Judge Langstaff told the defendants: “Your reactions to the verdicts suggest to me you could not care less. It was almost as if you regarded the badge of a guilty verdict as being a mark of honour in the cause for which you had shot.”
He said Joyce and the Gooch gang took part in both planned executions of rivals and in “mindless gang warfare.”
They would shoot at people over minor disagreements while drunk in nightclubs and torture street dealers who crossed them, the court heard.
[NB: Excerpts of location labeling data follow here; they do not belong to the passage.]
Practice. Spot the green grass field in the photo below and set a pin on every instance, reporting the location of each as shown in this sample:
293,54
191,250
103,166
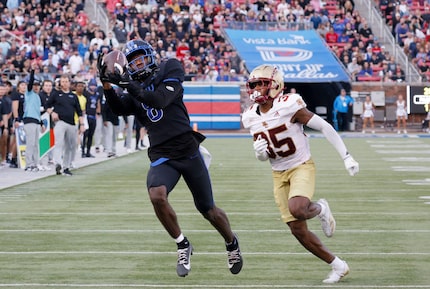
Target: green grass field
97,229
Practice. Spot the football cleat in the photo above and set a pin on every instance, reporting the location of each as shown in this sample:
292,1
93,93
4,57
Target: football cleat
328,223
337,273
234,258
184,261
58,169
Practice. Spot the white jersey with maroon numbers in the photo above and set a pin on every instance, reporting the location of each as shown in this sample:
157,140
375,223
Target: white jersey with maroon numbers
288,145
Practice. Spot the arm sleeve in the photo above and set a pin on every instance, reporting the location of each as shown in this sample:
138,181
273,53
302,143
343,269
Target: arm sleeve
31,81
164,94
119,105
329,132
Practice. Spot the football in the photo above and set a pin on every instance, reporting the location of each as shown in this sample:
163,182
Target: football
115,62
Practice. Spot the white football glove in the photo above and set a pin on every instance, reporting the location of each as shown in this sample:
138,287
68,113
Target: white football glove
260,148
351,165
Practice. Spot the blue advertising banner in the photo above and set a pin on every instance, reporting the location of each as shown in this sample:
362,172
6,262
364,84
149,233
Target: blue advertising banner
302,55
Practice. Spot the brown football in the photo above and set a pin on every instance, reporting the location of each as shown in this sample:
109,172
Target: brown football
115,62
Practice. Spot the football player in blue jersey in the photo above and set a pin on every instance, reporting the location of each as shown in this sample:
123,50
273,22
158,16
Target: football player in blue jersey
155,97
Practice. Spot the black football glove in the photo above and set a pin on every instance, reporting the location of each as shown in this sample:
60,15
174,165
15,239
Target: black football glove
101,68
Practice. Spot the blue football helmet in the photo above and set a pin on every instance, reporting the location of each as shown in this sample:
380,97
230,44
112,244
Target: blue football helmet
141,67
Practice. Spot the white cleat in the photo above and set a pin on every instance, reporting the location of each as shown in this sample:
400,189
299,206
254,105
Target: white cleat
337,273
328,223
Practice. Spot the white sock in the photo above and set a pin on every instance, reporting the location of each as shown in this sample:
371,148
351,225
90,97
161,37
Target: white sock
179,239
337,262
323,208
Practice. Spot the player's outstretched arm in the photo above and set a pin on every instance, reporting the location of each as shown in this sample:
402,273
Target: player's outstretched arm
317,123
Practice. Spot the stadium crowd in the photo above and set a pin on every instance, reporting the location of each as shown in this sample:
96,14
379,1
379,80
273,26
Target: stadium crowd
58,38
61,38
They had an arsenal of weapons including machineguns and magnum-style handguns which they used, “at the drop of a hat,” and to exact revenge and enforce drug debts.
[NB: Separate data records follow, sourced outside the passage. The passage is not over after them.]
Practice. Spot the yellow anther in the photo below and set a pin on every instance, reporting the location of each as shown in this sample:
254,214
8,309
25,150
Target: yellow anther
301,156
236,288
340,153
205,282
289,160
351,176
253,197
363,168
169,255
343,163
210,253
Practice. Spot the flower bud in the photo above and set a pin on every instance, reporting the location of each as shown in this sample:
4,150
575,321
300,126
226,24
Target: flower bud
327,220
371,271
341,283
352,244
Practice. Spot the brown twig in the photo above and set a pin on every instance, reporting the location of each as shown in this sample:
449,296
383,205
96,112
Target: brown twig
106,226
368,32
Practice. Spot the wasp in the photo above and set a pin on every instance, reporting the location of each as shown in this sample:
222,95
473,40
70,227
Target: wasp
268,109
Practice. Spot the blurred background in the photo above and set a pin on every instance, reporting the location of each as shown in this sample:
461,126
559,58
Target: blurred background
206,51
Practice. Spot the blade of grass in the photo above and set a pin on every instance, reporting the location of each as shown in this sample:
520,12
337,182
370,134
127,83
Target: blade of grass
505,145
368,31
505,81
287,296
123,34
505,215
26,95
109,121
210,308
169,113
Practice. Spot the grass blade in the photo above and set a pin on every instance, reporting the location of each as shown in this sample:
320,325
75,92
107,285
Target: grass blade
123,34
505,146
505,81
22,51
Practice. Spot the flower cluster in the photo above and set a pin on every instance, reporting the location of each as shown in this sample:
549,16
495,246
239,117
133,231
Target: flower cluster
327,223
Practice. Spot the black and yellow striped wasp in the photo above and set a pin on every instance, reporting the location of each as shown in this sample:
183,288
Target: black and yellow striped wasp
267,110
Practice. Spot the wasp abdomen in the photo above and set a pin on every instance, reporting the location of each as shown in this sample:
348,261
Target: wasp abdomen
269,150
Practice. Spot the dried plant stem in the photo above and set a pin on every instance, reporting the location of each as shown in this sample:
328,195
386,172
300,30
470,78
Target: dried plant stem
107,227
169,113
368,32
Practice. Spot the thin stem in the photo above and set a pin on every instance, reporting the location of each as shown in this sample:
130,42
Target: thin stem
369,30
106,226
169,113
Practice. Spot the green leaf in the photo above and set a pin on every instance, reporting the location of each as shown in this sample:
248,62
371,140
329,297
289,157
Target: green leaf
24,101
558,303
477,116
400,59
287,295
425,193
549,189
Joyce, who rented a luxury flat on a private development in Worsley, Greater Manchester, made up to £700,000 a year from his gang’s drug dealing, its “core activity".
Judge Langstaff said that Joyce possessed “considerable personal charm”, organisational ability and business skills, but also had “murderous intent” and was a “deeply controlling man... I accept undoubtedly you are a leader of men".
Amos was given a life sentence for his involvement in the murder of Gilbert and ordered to serve a minimum of 35 years before parole.
Aeeron Campbell, 25, a mindless thug with an intelligence putting him in the bottom 1 per cent of the population, was given life with a minimum of 32 years.
Narada Williams, 27, known as “Yardie”, a gang “enforcer” in charge of their drugs operation, was given life with a minimum of 35 years before parole.
Ricardo Williams, 26, convicted of murder, was jailed for life and will have to serve at least 34 years.
Hassan Shah, 25, convicted of firearms and drugs offences, was given an indefinite sentence but must serve at least 9 years.
The other five gang members – Aaron Alexander, 22, Ricci Moss, 21, Kayael Wint, 20, Tyler Mullings, 18, and Gonoo Hussain, 25 – were jailed for 13, six, five-and-a-half, six and five-and-a-half years respectively.
After the hearing Peter Fahy, the Chief Constable of Greater Manchester Police, spoke of the need to ensure that guns are kept off the streets.
He said:“Our next step is to identify the next generation of gang members and stop them from falling into this sort of lifestyle. What we have to understand is what drives these young people to embark on this lifestyle in the first place.
“The communities have the best understanding of how to tackle this issue, and by continuing to work and build relationships with them, we want to educate young people about the consequences of getting involved in the first place.
“The police cannot do this alone. Now is the time to step up and take responsibility and stop the sort of tragedies that resulted in the deaths of young men like Ucal Chin and Tyrone Gilbert from happening.”